4. Method of Analysis

An investigation of chaotic time series data is done in the following manner. First, a reconstruction of the time series data is required in phase space. To reach this target, the time delay must be reconstructed. This is obtained by calculating the autocorrelation function (ACF) and the average mutual information (AMI). Autocorrelation is calculated by doing the correlation of a signal with a delayed copy of itself as a function of delay. Then, it is evaluated for the first minimum of such a function. Consequently, the AMI function is evaluated by selecting the first time that such function goes to zero. This function estimates the nonlinearity of the given time series. If both the values of the time delay coincide, one selects the value indicated; otherwise, the value of the time delay will be that of the AMI. Thus, the value of false nearest neighbors (FNN) is determined. This is the value under which the FNN goes under a selected threshold. In our case, we selected 5% as the threshold. In this way, we know the values of time delay and of the dimensional space in which our time series goes and, consequently, the phase space has been reconstructed. In the subsequent developments, the fractal dimension in such given space is calculated using the correlation dimension (CD), whose value is given in the text. The value of the correlation dimension is given as the average of the values calculated among the limits of 5 and 10 of the estimated values of the embedding dimension. Finally, the largest Lyapunov exponent is estimated by the proper algorithm of the Leonov method and is positive only if the given series is actually chaotic. The use of surrogate data estimates the presence of determinism in our time series data. If the results are the same as the raw data, we have reasons to suspect our conclusion. The time series data are simply shuffled, just as we shuffle a deck of cards. This operation preserves the probability distribution but produces a very different correlation function and other data.
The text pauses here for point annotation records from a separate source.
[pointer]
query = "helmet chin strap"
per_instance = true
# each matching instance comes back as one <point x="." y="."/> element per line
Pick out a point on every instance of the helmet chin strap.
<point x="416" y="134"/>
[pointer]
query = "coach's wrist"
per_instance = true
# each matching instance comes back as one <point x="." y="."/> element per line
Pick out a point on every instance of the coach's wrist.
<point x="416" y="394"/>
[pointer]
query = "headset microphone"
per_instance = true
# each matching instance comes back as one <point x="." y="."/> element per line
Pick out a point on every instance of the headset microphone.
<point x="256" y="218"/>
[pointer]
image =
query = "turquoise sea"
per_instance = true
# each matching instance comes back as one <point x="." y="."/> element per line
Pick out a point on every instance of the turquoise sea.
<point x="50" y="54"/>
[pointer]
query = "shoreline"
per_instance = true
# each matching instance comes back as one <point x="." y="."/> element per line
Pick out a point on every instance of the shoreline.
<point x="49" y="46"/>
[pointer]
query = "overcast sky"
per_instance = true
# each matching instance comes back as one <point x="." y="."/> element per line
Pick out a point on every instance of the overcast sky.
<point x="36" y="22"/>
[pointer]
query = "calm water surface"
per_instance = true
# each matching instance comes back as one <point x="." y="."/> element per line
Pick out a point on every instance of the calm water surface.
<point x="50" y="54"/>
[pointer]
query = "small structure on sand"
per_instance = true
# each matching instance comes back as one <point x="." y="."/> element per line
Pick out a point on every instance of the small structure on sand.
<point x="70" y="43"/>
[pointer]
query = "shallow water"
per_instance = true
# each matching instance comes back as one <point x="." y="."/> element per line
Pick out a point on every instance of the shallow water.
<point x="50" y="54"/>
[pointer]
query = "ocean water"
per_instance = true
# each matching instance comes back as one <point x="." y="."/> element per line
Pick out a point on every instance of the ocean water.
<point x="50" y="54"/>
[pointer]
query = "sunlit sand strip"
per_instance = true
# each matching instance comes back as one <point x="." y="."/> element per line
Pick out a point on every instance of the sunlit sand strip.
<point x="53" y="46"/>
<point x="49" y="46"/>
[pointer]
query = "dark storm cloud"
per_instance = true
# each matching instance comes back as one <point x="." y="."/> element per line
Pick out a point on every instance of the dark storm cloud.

4.1. CHAOS Analysis of Muon Time Series

The data cover several years, from 2019 to 2021, and it is well known that the muon rate depends on atmospheric properties, pressure, temperature at the 100 mb level, and properties of the heliosphere, its various sectors, the strength of the solar wind and Forbush decreases. We know very little about such questions to arrive at a model for muon rate, and this will be the object of future detailed research. In Figure 3, we report the raw data and relative surrogate data in the years 2019, 2020 and 2021.
In Figure 4, we give the probability distribution of the raw data of muon time series in the years 2019, 2020 and 2021.
The aim of the present initial study is to ascertain that nonlinear features are present in our raw data. Subsequent studies will attempt to give a more articulated answer to the above-posed questions. To perform a preliminary analysis, a nonlinear approach is required. The nonlinear analysis of measured data is generally based on so-called embedding, which is the reconstruction of the signal in multidimensional phase space. For this purpose, we have to calculate the time delay that is performed estimating the autocorrelation function (ACF) and the average mutual information (AMI) of the given time series and for surrogate data. We have calculated the ACF and the AMI for each single muon time series that was measured at the level of sea in the years 2019, 2020 and 2021. Such analysis was used to check for the presence of nonlinear contributions in the examined time series data and to evaluate the proper time delay. The results are given in Figure 5, Figure 6, Figure 7, Figure 8, Figure 9 and Figure 10. In Figure 11, we give the results of the AMI for the 2019, 2020 and 2021 muon time series and surrogate data in the same years 2019–2021. All the results confirm that we are in the presence of a muon series with nonlinear contributions. The time delay and the behaviors of the two graphs were different, with values near zero for the given muon time series in 2019, 2020 and 2021 of the shuffled data, with slight differences for the ACF. Therefore, we concluded that nonlinear contributions are present in our series, and the selected time delay is tau = 3 [8,9,10,11,12].
The AMI between two random variables measures the nonlinear relationship between them. It indicates how much information can be obtained from a random variable by observing another random variable. The following formula shows the calculation of the AMI between two random variables X and Y with nonlinear dependence:
I X ; Y = y Y x X p X , Y l o g p X , Y x , y p X x p Y y ,
where pX(x)and pY(y) are the marginal probability density functions and p(X,Y)(x,y) the joint probability density function. In Figure 11, we report the results of the AMI obtained by the muon time series for raw data and surrogate data. The obtained time delay is 4 as the first minimum of the function [8,9,10,11,12]. For the ACI, the time delay is the first zero of the ACI function, and for the AMI, the time delay is the first minimum of this function. Our criterion to verify nonlinear presence is as follows: for the surrogate data, it is stated as nonlinearity if the mutual difference between the original data and surrogate data is greater than 10%. We have obtained differences varying between the 11 and 15%. Therefore, the nonlinearity of the data seems to be confirmed.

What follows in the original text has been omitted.